In the Introduction Graeber makes some strong claims: according to him we live in a time of ‘total bureaucratization,’ where bureaucratic principles have been extended to every aspect of our existence (18, 29). It is surprising, therefore, that theoretical interest in bureaucracy has declined significantly since the 1960s. The problem, Graeber argues, is that the political Left has no critique of bureaucracy. The Right does, but it is, in his view, a very weak one, which simply identifies bureaucracy with the state (6-7). According to this right-wing critique, which has been taken over in a watered-down version by the moderate left, there can be only one alternative to bureaucracy: the free market (11). But if this is the case Graeber argues, then why has the development of market liberalism gone hand in hand with an unprecedented and continuous expansion of bureaucracy?

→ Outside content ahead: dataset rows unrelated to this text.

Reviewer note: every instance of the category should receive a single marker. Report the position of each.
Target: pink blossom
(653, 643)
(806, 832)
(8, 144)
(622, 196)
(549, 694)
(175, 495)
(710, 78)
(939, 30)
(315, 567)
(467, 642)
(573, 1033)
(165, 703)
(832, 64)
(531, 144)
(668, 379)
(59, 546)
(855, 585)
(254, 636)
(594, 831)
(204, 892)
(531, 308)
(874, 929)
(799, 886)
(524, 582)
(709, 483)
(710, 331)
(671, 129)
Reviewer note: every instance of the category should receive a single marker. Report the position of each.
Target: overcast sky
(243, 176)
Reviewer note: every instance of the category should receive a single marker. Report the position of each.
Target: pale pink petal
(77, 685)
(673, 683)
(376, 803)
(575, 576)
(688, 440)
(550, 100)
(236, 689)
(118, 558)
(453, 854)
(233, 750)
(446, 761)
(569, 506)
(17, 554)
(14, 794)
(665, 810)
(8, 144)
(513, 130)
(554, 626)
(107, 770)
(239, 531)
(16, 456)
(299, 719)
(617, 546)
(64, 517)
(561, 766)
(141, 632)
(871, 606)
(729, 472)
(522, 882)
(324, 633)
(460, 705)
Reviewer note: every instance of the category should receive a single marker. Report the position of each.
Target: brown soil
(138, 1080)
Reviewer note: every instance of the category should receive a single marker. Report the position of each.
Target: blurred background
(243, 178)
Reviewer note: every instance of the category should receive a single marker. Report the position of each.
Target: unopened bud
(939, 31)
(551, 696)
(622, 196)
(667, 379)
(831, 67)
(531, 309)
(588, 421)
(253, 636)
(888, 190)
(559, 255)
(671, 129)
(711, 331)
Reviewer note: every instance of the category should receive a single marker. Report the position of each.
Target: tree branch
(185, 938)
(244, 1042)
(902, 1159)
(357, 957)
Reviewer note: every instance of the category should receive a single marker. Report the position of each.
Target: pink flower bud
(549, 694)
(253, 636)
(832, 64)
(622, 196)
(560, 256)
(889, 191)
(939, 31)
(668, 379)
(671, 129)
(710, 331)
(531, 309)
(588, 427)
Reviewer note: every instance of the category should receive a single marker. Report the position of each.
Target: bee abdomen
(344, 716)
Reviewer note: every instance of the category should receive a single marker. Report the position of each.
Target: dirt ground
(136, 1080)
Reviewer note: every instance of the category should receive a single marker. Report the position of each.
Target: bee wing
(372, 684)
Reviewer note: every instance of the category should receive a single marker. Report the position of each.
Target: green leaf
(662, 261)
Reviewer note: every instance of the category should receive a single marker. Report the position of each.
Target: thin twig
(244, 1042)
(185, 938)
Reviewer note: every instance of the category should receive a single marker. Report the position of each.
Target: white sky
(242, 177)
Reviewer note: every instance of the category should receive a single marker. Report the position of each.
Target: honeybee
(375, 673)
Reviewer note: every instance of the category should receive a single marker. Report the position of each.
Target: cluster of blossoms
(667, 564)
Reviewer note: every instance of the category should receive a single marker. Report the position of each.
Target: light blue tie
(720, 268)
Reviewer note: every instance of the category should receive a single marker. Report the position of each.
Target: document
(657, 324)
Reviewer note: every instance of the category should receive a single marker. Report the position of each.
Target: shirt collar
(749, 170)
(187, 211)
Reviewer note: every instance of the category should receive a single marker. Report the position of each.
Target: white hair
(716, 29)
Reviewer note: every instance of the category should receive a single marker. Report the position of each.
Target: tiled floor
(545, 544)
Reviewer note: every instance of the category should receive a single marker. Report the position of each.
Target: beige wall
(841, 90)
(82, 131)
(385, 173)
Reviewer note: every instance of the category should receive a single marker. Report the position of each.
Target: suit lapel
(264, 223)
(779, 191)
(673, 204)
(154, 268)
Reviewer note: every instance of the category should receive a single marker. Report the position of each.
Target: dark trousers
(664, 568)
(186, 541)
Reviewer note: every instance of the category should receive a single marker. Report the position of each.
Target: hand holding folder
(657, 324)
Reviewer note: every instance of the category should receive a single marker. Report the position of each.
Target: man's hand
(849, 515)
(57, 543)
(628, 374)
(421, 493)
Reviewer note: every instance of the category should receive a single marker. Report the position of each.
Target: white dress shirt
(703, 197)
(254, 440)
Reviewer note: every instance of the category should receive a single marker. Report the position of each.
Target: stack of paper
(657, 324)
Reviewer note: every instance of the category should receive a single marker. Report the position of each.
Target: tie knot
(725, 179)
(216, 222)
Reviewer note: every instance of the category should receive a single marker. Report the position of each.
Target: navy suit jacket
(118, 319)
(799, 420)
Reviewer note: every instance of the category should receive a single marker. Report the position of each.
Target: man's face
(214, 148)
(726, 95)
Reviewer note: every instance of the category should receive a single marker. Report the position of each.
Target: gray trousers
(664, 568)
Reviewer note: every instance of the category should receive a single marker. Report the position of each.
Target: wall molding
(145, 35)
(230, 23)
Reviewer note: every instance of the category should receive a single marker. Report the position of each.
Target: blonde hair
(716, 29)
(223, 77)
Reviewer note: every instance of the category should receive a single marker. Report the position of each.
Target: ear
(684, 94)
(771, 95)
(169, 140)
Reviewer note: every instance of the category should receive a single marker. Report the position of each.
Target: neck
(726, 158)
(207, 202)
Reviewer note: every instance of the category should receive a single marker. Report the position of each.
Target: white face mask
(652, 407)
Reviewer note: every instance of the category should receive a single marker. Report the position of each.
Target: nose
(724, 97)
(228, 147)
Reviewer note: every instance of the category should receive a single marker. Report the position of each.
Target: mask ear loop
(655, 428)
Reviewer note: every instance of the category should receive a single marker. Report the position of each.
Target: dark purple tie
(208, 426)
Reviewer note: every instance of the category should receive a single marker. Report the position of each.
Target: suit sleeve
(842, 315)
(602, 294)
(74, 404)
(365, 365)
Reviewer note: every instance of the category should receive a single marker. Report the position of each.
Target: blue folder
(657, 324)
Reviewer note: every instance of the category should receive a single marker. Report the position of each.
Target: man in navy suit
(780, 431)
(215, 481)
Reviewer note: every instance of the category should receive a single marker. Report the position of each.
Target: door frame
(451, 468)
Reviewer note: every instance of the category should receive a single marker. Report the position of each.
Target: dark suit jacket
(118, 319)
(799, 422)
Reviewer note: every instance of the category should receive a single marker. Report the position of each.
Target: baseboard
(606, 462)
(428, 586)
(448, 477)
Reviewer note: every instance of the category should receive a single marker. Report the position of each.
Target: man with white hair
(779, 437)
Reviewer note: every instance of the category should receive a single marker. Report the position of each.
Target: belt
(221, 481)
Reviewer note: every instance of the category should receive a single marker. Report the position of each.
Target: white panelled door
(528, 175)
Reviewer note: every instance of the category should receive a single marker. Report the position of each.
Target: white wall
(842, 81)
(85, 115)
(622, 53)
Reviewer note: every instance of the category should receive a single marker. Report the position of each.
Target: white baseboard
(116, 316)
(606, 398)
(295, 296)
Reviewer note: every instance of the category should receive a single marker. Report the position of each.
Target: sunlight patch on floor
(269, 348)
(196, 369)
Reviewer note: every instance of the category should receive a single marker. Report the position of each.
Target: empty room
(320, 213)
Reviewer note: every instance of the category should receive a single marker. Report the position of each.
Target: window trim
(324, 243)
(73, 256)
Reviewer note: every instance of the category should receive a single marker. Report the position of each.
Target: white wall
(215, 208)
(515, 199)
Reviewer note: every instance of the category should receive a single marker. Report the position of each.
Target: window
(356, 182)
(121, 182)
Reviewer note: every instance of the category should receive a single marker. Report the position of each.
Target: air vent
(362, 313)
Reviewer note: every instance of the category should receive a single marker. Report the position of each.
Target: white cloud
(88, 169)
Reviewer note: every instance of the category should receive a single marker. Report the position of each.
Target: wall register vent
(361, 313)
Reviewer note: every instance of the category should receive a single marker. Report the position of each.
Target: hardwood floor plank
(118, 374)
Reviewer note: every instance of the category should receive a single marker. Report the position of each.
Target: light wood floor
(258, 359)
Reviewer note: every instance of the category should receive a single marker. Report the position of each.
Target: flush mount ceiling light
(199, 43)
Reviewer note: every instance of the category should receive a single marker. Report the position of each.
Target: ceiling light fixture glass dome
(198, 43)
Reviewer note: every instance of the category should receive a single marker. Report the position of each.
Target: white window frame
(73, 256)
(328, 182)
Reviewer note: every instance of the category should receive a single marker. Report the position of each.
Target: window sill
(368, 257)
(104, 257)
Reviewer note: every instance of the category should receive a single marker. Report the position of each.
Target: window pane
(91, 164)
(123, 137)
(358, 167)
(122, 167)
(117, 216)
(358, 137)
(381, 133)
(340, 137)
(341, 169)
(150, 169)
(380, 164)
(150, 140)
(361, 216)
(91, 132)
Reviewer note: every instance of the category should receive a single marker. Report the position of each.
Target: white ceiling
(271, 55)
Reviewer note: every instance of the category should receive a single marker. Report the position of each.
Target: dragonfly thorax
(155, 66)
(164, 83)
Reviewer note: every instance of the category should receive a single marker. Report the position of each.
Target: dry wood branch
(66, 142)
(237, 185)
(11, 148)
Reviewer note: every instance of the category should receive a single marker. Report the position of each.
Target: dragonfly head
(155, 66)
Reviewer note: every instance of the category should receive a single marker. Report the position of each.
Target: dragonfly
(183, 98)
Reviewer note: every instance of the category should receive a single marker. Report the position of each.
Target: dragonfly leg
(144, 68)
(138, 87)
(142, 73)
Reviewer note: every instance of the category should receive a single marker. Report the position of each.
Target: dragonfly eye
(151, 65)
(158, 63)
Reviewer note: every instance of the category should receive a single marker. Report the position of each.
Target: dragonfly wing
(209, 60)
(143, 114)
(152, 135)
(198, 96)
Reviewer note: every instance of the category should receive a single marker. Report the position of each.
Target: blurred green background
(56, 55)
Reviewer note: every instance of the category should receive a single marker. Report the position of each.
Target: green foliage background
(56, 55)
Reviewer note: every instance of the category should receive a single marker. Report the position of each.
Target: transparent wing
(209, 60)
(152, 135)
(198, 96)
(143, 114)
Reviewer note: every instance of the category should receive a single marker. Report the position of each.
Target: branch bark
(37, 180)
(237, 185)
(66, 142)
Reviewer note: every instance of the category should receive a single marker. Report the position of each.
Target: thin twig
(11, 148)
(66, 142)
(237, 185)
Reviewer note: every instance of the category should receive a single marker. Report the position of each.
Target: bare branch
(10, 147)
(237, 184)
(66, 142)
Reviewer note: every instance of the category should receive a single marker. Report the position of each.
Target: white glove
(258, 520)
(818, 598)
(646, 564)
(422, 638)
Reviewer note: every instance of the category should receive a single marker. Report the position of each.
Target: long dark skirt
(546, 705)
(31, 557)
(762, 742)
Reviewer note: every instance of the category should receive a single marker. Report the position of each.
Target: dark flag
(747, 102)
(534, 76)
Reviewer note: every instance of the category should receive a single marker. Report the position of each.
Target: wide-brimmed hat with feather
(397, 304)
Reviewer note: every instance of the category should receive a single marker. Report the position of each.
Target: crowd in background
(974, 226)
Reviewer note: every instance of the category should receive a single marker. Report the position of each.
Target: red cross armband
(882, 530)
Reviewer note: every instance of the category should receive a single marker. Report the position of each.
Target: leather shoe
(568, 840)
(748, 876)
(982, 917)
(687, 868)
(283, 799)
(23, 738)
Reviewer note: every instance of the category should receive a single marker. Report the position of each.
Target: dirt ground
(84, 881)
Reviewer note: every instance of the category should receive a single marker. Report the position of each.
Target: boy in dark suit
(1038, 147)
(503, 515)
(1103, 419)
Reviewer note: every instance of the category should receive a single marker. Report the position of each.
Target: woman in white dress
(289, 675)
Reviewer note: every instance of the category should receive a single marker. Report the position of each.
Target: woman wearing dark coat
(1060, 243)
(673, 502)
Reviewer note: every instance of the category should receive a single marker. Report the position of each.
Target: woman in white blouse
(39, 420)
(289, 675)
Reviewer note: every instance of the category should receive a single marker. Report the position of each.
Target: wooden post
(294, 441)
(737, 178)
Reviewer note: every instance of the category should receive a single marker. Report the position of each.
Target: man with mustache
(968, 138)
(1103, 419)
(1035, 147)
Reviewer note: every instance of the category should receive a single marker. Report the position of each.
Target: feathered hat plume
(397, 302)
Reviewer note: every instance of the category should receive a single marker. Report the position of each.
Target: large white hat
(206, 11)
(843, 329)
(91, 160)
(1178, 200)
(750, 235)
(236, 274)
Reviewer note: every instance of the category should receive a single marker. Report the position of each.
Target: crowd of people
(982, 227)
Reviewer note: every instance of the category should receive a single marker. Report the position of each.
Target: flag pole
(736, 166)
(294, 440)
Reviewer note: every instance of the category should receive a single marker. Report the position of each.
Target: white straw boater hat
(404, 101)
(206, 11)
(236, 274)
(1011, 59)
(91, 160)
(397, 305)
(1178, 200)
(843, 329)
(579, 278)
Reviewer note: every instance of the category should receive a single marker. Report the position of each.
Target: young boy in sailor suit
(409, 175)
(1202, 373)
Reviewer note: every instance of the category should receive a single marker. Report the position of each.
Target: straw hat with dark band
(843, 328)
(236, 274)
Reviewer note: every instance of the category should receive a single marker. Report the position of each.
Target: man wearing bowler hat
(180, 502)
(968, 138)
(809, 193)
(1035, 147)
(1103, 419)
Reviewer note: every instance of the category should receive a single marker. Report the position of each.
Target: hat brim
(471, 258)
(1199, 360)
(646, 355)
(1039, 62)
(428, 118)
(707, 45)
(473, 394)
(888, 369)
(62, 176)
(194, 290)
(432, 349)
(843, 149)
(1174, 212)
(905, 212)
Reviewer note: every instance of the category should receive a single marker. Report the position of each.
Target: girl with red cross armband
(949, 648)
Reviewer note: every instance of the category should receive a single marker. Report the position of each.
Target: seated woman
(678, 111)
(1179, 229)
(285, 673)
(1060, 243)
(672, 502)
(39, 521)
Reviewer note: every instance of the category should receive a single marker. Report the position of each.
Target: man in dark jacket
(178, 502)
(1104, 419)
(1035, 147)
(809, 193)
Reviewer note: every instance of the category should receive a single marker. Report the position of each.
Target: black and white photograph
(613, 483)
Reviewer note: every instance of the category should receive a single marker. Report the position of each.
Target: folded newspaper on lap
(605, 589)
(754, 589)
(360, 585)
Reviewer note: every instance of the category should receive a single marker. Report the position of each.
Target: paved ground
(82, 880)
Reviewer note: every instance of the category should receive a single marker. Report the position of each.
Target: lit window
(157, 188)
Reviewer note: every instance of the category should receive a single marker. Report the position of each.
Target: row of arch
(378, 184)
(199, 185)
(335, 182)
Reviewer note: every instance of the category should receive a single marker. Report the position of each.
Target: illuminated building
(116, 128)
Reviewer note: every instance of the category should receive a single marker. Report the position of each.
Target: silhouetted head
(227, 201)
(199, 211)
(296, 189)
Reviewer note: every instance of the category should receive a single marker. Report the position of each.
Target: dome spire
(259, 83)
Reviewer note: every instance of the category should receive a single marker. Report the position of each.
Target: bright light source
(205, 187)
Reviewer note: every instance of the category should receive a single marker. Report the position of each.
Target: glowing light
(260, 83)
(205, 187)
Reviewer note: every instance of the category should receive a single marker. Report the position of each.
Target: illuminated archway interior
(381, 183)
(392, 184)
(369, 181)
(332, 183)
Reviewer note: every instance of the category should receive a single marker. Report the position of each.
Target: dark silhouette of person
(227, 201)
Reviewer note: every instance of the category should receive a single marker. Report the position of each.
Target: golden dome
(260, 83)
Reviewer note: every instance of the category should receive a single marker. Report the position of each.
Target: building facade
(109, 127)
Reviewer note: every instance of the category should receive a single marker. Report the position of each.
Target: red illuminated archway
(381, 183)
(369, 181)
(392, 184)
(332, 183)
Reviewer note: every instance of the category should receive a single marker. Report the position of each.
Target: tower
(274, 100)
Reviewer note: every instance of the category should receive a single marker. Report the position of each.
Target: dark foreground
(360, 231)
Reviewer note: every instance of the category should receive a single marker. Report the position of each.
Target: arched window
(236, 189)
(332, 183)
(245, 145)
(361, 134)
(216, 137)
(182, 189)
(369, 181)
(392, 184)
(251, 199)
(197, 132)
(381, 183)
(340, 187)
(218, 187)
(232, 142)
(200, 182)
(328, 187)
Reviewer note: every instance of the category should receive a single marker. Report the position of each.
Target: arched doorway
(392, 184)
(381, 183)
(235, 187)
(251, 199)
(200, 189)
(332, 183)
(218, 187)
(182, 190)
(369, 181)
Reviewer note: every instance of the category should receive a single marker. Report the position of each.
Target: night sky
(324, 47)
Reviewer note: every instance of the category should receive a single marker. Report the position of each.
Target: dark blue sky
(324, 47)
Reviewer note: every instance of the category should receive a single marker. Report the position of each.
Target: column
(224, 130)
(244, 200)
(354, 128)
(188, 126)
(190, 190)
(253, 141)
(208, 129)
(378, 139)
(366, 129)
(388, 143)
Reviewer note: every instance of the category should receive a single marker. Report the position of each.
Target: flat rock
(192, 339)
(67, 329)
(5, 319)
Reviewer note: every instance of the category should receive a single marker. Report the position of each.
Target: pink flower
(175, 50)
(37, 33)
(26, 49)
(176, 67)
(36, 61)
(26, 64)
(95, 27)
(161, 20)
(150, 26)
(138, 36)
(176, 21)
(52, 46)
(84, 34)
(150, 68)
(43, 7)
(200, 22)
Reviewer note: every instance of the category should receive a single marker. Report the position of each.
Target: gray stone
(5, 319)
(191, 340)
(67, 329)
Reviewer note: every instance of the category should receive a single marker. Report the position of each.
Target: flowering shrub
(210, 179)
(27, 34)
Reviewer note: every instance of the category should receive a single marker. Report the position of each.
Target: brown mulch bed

The obvious question to ask here is: what does Graeber mean by bureaucracy? This, unfortunately, does not become entirely clear. There are a number of related perspectives which come out more or less strongly in the various essays. The first has to do with the form of bureaucratic activity: Graeber repeatedly claims that paperwork and administrative tasks (‘performance reviews, focus groups, time allocation surveys’ (21)) take up more and more of our life, and that bureaucracy consists of the imposition of ‘complicated and apparently arbitrary rules’ (15). The second aspect deals with the mode of organization of bureaucratic structures: they are hierarchical, with knowledge concentrated at the bottom and power at the top, and they are based on the threat of violence. Finally, there is the question of the purpose of this total bureaucratization: for Graeber, this is ultimately the extraction of profits from labour by corporate capital. This last point is also the link with his work on debt: he argues, for example, that the corporatization of the educational system in the U.S. serves to extract profits from future labour through the student loan system. More generally, his claim is that bureaucratization allows for the ‘engineering’ of debts through the collusion of public and private power in order to facilitate the extraction of profits (24).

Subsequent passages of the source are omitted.